A Seven ID full of McDonald's branding during kid's TV shows is slapped by the media watchdog.

The media watchdog has found that the Seven Network breached the Children’s Licensing Standards by running station IDs that were deemed as promotions for McDonalds.

The IDs ran 39 times between October and November 2010, showing McDonald’s playgrounds, golden arches, characters including the Hamburglar and Grimace.
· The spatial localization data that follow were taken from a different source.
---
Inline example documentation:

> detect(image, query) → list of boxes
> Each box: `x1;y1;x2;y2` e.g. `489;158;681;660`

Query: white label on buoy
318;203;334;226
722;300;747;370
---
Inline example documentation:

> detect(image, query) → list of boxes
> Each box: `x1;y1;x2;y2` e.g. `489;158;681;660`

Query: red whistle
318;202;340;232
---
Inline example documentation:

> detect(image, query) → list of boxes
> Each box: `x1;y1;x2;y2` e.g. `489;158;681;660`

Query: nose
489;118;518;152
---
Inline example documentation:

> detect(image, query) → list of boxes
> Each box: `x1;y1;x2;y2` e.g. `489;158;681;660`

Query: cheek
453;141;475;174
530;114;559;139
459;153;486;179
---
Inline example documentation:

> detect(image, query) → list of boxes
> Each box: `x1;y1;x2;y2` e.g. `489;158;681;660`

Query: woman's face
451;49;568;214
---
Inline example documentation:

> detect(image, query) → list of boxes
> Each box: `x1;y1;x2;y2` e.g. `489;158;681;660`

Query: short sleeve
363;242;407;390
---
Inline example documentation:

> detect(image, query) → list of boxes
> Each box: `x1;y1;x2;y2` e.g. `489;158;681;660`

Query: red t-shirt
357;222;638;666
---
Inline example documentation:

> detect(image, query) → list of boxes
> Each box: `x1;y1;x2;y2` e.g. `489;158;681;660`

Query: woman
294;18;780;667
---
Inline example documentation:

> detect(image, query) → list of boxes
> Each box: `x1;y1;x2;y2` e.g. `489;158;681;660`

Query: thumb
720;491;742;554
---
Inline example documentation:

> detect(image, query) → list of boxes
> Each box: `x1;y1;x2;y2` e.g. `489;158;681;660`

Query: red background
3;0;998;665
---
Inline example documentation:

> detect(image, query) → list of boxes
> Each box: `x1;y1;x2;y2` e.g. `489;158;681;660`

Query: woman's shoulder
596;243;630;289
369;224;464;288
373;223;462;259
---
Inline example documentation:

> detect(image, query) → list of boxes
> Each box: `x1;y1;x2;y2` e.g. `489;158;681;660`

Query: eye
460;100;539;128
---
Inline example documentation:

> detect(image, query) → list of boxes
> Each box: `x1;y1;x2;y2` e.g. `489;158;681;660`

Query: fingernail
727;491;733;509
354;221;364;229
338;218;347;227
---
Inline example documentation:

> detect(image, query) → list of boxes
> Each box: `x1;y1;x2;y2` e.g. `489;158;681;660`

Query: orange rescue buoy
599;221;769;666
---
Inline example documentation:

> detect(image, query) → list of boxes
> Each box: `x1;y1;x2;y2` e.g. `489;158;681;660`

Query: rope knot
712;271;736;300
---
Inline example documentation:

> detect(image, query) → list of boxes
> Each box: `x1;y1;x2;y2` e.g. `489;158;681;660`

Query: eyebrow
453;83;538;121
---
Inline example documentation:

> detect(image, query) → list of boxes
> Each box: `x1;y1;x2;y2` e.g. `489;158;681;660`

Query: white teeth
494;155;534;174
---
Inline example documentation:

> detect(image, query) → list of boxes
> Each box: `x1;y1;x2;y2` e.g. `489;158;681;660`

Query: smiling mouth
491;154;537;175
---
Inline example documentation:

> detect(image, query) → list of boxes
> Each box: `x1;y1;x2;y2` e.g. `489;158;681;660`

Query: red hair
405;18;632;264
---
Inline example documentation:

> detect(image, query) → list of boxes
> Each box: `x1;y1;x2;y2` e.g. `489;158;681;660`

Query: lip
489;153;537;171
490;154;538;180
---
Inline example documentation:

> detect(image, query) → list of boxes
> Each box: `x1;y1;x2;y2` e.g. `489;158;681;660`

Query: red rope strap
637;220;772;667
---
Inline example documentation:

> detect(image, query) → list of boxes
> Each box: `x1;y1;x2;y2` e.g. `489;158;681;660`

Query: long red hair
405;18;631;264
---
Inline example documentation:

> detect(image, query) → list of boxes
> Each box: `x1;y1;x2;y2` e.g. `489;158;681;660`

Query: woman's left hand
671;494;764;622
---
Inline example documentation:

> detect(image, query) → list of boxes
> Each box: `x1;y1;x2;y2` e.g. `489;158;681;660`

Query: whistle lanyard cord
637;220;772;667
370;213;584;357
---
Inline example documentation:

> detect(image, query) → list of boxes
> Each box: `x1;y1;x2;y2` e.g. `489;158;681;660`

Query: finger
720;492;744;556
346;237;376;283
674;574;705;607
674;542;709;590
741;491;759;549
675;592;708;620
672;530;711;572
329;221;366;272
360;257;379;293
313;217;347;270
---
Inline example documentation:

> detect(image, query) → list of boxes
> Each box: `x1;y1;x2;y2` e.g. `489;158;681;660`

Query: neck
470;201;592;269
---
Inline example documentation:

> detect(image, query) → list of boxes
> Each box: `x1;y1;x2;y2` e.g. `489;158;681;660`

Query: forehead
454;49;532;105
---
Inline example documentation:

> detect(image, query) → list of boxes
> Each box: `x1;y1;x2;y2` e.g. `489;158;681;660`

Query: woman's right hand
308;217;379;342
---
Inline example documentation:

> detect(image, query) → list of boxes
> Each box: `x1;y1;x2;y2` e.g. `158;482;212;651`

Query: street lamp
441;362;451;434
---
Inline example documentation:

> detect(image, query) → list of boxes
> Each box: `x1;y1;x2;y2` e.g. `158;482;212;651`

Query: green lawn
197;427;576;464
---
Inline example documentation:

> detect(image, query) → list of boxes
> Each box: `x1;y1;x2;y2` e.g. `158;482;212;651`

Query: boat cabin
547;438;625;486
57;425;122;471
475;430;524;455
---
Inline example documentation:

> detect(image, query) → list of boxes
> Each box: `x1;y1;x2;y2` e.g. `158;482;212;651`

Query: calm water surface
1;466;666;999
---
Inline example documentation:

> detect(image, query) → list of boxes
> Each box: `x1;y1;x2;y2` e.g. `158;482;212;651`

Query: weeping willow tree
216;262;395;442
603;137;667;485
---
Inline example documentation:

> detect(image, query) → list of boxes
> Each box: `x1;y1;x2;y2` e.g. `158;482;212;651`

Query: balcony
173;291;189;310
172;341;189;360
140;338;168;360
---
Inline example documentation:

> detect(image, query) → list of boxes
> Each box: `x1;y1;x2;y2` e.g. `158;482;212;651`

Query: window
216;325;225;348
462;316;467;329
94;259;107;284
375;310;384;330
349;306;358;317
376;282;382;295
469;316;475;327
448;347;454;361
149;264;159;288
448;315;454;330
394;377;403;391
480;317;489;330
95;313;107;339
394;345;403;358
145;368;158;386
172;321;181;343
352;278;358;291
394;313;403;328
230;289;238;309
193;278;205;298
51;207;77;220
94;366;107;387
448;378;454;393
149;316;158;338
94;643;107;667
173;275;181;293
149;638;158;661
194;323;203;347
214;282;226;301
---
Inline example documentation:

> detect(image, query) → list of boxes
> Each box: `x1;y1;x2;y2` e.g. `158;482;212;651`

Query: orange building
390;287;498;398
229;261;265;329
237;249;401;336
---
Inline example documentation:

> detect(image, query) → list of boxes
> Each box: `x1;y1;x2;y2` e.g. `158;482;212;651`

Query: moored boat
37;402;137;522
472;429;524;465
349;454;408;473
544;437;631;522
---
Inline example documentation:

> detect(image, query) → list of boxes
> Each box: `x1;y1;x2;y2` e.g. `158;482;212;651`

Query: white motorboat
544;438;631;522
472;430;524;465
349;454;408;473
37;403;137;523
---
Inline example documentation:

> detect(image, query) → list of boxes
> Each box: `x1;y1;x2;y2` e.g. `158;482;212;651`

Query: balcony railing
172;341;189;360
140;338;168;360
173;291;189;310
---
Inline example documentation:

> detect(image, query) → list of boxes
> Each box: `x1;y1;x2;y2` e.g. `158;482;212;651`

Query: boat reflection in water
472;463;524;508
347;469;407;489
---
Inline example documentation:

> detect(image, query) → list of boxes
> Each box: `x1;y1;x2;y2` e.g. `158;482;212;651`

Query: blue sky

They included a red Seven for a small proportion of their length.

They ran during broadcasts of kids shows Toybox and Spit it Out.

But the Australian Communications and Media Authority has deemed that the IDs were an advertisement for McDonald’s which contravenes The Children’s Television Standards that bans advertising during preschool (P) viewing periods and limits ads during (C) viewing periods.

“The ACMA remains serious about the protection of children during children’s programming, particularly given their vulnerability to forms of advertising that are not well signposted or have the potential to be unduly influential,” said ACMA Chairman, Chris Chapman.

ACMA has issued a remedial direction to Seven that requires its five licensees to implement a process for reviewing all non-program material that will be broadcast during P programming periods and to conduct training for appropriate employees.

10 Responses

  1. I think what ACMA’s message to the networks is this: “No fast food ads or celebrity role models until after 4:30pm, or we will take a big chunk of money out of your hide!! These networks need to see past pester power or their station manager can go find him/herself another job on tv!”

    I think we either need to devise a new TV subclassfication (somewhere between the C and G classifications) in this country that would allow companies like Hogsbreath Cafe, McDonalds, et al to advertise stuff during kids game shows, or revamp the current system.

    Oh and btw ACMA, if I worked for Seven or Nine during afternoon hours and worked the ad breaks, that Hogsbreath cafe ad with the V8 Supercar stars in it is playing anyway. I spit on your ‘Code Of Practice’!

  2. So another slap on the wrist to our networks breaching. I said it before and will say it again until something big happens with these breaches they will keep doing it regardless of what network does it

  3. ac·me/ˈakmē/
    Noun: The point at which someone or something is best, perfect, or most successful.

    ACMA: waste of taxpayer’s money.

    If they were serious about what they were doing, ACMA should have had the offending “IDs” pulled immediately.

    Seven management see themselves as masters of ‘integration’.. winning awards for such blatant advertising dressed up as IDs. It’s reprehensible that they sold space in their IDs to flog G Donalds. Will they be giving out cigarettes in 7 showbags next?

  4. I swear ACMA is the most useless organisation in this country. The organisation needs a total overhaul – get rid of management and implement people who can actually punish people for breaches

  5. I honestly think, a serious breach like this deserves a serious penalty, like a fine: not being told to make amends.

    No wonder people, want ACMA to be tougher on this stuff: as we must also remember, that ACMA stung 7 over a Hogs Breath ad with popular characters in a C-period earlier this year, with a similar lightweight penalty.

  6. “The ACMA remains serious about the protection of children during children’s programming”

    What a joke. If they’re serious, slap them with a fine or can’t they do that. We the tax payers are now subsidising theFTA tv station through the federal government rebate of the licence fees, and they have the gaul to breach the Children’s Licensing Standards. You can’t till me they didn’t know what they were doing.

  7. “… implement a process for reviewing … and to conduct training for appropriate employees.”

    Hah! I made a comment in the ACMA govt inquiry article about these two “punishments” being handed out to newspapers if ACMA were to expand their area of authority to cover the press. The wording is very similar and very familiar! However, I was obviously way out of line with my estimate of 12 months as this case has only taken ACMA 10 months to make a finding. Woop-de-doo.

  8. David Knox wrote:

    “The IDs ran 39 times between October and November 2010 …”

    Another example of why ACMA needs to be gutted. Hanged, drawn and quartered in the public square. That is a disgrace; 2010 is, in television terms, just nudging the Neolithic. Let’s just whip through the Dark Ages and bring on the Reformation!

    To expose kids to such crap is, in my opinion, abuse.